WASHINGTON - America's top executives issued an ultimatum to Congressional leaders and the White House Tuesday:

Make a "market-credible" deal to avoid going over the fiscal cliff, even if it means raising tax rates.

A Who's Who of American CEOs belonging to the Business Roundtable specifically called for tax increases, as well as spending cuts and Social Security and Medicare reform in a brief but strongly worded letter to leaders of the U.S. Senate and House.

Included among the 163 chief executives warning against political paralysis were two from Minnesota: Omar Ishrak of Medtronic Inc. and Gregg Steinhafel of Target Corp.

Leading the corporate leaders' charge against a standoff that could scuttle a debt deal and force automatic spending cuts and tax increases on Jan. 1 was Dave Cote, CEO of Honeywell International Inc., whose company employs 3,000 Minnesotans.

"We don't need to go through another debt-ceiling debacle," Cote told reporters on a press call.

Earlier, the Roundtable had advocated extending the Bush-era tax cuts for a year to provide more time to work out a comprehensive spending and revenue plan.

No more.

"I think you'd find most businesspeople in favor of lower government spending, not higher spending, and lower taxes, not higher taxes," Cote said of the Roundtable's initial strategy. "But it gets to a point where you recognize it's important to compromise."

Reforming Medicare and Social Security are essential, he added. But part of the solution to the nation's debt problem "has to be tax increases. That's the only thing that allows a reasonable compromise to be reached."

Although they said a "market-credible" plan likely involved $3 trillion in budget cuts and $1 trillion in revenue increases, the CEOs on the call did not recommend a specific solution.

The controversial nature of suggesting a tax-rate increase was underscored when the International Franchise Association issued a statement calling the Roundtable CEOs "out of touch with what this country needs right now."

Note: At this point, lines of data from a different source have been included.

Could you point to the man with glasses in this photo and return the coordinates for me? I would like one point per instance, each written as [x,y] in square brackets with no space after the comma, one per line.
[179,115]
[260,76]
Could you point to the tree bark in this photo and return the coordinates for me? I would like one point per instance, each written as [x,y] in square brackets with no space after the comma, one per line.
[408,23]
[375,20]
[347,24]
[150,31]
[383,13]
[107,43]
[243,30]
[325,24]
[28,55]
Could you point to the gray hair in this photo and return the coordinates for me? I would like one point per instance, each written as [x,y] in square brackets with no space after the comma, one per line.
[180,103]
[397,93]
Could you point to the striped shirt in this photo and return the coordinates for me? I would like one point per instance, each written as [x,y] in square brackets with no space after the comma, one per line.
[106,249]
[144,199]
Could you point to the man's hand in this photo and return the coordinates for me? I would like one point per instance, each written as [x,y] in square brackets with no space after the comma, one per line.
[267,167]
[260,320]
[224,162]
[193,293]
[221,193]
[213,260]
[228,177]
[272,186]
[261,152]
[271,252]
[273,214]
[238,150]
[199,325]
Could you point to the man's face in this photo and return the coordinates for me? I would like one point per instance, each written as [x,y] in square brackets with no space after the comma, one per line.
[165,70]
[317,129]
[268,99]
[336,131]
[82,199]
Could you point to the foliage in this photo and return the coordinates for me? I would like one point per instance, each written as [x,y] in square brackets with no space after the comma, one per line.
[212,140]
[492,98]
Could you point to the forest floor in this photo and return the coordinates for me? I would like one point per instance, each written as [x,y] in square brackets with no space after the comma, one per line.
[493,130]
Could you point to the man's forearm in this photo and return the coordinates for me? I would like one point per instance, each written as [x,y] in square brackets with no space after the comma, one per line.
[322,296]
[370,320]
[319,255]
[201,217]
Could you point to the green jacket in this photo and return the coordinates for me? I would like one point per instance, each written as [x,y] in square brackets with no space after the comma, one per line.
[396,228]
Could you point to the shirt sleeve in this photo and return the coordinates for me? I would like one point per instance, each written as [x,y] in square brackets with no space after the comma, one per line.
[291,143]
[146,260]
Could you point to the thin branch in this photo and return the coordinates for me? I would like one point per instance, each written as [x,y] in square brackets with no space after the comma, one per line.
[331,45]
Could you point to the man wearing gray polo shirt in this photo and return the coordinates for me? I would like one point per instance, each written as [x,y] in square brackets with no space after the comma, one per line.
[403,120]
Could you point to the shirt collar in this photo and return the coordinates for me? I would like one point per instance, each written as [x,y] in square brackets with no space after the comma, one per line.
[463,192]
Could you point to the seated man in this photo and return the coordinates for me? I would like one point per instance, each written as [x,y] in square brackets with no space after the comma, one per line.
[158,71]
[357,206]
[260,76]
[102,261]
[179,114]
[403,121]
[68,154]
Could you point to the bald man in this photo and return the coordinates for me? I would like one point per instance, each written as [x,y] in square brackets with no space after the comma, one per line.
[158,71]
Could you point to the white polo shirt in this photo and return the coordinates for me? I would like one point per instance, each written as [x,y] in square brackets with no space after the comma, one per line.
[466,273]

But Cote, General Electric CEO Jeffrey Immelt, Dow Chemical CEO Andrew Liveris and Eaton Corp. CEO Alexander Cutler left no doubt that they expected bold, comprehensive action. That includes corporate tax reform, although most deficit reduction plans foresee a decrease in the U.S. corporate tax rate in order to spur job growth.

Regardless of what happens, Roundtable President John Engler said businesses need more certainty in order to invest and create jobs, and going over the fiscal cliff is "job destruction."

The Roundtable's CEOs intend to drive home that point and others in the coming days with personal visits to Washington, as well as advertisements calling for comprehensive action.

Business Roundtable members run companies that employ a total of 16 million people, and on Tuesday the group pledged to get workers involved in lobbying for a debt deal.

The executives' broad public activism contrasts markedly with the behind-the-scenes work they tried with the debt-ceiling negotiations. In that case, partisan intransigence brought the country dangerously close to defaulting on its bills and caused chaos in the financial markets.

"The issue we run into is there are 536 independent contractors between the House, Senate and the president," Cote said. "Part of this process is bringing people along. But you can only do that for so long. ... If you have a system that's geared towards brinksmanship, sometimes you do go over the brink. We don't want that to happen."